Один луч чиркнул в сантиметре от моей спины — куртка вспыхнула и исчезла, кожа на спине запылала адской болью. Вивиан вскрикнула, отшвырнутая ударом хвоста какой-то твари — я успел поймать её на ходу, не останавливаясь. Монстры хватали за одежду, за ноги, но наши отчаянные удары (кинжал смерти Вивиан, сгусток чистой воли из моей ладони) срывали их хватку. Это был не бег. Падение в пропасть, где пропастью был сам ад.
Вот он — проход. Черная пасть в зеркальной стене. Из неё всё ещё вываливались монстры, но их поток ослабел. Мы нырнули в неё, как в последнее убежище, в последнюю секунду. Серая Пелена, содрогаясь, приняла на себя удар нескольких щупалец и клыков, прикрыв наш вход.
Я оглянулся на долю секунды. Зал Сердца был морем багрового света, кипящей тьмы и бесконечного уничтожения. Солнце Пустоши сияло в центре, пожирая своих детей, чтобы достать нас. Его гул провожал нас — торжествующий, неумолимый.
Потом темнота прохода поглотила нас. Мы бежали, спотыкаясь о неровный пол, задыхаясь от дыма, гари и собственного ужаса. Гул зала быстро стихал, сменяясь гулким эхом наших шагов в узком туннеле. Багровый свет исчез. Осталась только темнота, прерываемая слабым свечением моей почти погасшей Серой Пелены и дрожащим огоньком в ладони Вивиан.
Мы остановились, прислонившись к холодной, шершавой стене. Груди вздымались, выплёвывая прогорклый воздух. Спина горела. Руки дрожали. В ушах все еще стоял рев апокалипсиса.
— Мы… мы выжили… — прошептала Вивиан, ее голос был хриплым от напряжения.

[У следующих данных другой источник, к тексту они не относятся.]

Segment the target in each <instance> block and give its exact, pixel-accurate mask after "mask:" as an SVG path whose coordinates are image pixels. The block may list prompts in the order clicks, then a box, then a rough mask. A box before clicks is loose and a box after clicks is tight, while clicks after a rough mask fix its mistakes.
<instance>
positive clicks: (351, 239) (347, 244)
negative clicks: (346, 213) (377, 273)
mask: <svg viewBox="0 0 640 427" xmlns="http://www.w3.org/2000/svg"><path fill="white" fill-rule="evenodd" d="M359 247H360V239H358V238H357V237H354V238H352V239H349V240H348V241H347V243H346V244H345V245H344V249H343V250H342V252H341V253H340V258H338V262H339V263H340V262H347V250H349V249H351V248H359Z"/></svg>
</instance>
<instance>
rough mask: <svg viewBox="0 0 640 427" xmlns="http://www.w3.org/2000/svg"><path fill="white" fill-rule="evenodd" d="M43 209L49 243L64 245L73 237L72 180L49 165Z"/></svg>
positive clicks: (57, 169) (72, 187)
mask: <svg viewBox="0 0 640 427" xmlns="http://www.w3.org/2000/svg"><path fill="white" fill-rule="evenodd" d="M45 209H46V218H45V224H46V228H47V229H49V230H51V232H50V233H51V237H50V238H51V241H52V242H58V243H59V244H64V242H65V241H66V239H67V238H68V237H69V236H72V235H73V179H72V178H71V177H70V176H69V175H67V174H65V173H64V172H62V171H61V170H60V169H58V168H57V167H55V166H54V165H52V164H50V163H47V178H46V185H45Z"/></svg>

— Пока… — выдавил я, ощупывая обожженную спину. Больно. Но жить можно. — Ничего… Мы ничего не смогли сделать… — горечь поражения, что ощущалась острее любой раны, заполнила рот.
Она молча кивнула в темноте. Ее огонек выхватил из мрака ее лицо — изможденное, покрытое копотью и кровью, но с тлеющей искоркой упрямства в глазах.